A big part of the reason ELT is so much less labor-intensive is that it allows for greater generalization.
Engineers can build on premade extract-and-load solutions for popular data sources. And they can leverage the specialized expertise of external providers for more complicated data sources.
In contrast to ETL’s lack of generalization, ELT makes it possible for data engineers to outsource and automate rather than hand code pipelines that will need to be rewritten anyway.
But, as mentioned in the introduction, this shift from the developer-centric ETL to the more self-service oriented ELT, brings its own new challenge: an unknowably complex, opaque data infrastructure.
Shifting the paradigm from ETL to ELT
Much has been written about how ELT is disrupting ETL. If you’d like to dive a little deeper into the details, here’s a good Reddit thread on the topic.

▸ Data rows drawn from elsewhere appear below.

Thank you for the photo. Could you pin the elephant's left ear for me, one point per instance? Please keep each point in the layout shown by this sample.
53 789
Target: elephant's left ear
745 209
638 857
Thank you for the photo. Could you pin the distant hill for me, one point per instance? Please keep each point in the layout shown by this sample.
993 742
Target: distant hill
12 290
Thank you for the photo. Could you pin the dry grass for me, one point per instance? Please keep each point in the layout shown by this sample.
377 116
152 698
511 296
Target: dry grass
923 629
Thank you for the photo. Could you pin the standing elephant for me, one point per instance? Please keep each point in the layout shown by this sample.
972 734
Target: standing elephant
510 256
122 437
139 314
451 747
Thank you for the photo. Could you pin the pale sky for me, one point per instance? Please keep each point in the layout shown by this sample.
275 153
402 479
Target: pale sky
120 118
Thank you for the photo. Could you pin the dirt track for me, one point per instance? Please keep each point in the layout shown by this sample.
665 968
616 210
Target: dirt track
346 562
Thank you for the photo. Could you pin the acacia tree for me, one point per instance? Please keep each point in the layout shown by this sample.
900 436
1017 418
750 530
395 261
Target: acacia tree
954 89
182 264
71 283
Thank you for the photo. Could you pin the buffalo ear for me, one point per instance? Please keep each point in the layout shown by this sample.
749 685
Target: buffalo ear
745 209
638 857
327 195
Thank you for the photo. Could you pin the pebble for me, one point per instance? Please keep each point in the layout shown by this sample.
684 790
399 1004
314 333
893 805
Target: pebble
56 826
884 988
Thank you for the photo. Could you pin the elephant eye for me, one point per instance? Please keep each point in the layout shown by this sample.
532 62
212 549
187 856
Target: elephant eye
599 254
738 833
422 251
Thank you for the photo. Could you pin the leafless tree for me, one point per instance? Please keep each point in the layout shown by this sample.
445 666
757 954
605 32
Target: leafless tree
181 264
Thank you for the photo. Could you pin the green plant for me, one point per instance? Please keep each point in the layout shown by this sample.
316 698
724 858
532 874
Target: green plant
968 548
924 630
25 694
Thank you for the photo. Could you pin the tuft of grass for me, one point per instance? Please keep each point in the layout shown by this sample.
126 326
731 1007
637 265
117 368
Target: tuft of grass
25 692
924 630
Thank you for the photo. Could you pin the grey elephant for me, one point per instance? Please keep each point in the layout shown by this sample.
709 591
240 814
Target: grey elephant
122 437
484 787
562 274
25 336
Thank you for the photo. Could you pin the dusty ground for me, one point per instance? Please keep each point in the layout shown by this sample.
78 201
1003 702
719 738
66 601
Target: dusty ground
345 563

The basic idea is that ELT is better suited to the needs of modern enterprises.
Underscoring this point is that the primary reason ETL existed in the first place was that target systems didn’t have the computing or storage capacity to prepare, process and transform data. But with the rise of cloud data platforms, that’s no longer the case. And, except for certain niche applications, there’s no compelling reason to build the custom software needed to transform data as it’s extracted.
So for many—but not all—organizations, ELT is poised to render ETL obsolete.
To be sure, ETL will still have its uses. Among other things, ETL leveraging the processing power of Apache Spark can handle massive amounts of data and make it consumable to downstream applications.
Happiness means not having to choose
For engineers and analysts, happiness means not having to choose where or when you do data transformations.
While ETL and ELT tool vendors will espouse the virtues of one paradigm versus the other, the truth is you don’t have to choose. Instead, you can adopt an approach that goes like this:
- Extract data from multiple sources
- Perform preprocessing transformations, i.e. to mask private data
- Load data into a repository
- Transform data as needed based on business requirements
StreamSets was built from the ground up with this dual paradigm at its core. With dozens of pre-load transformation processors, you can drag and drop in a graphical user interface, many of the most time-consuming, complex engineering processes are abstracted away.
At the same time, StreamSets enables developers to write their own custom processors in their preferred language. So while it provides the ease of use and flexibility of ELT it doesn’t stop you from extending your pipelines for more specialized use cases.
And by providing a single interface through which you can see and manage all your data pipelines for ETL or ELT, StreamSets fully unlocks the power of modern data architectures.
To put it simply, when you ask, “ETL or ELT?” StreamSets says yes.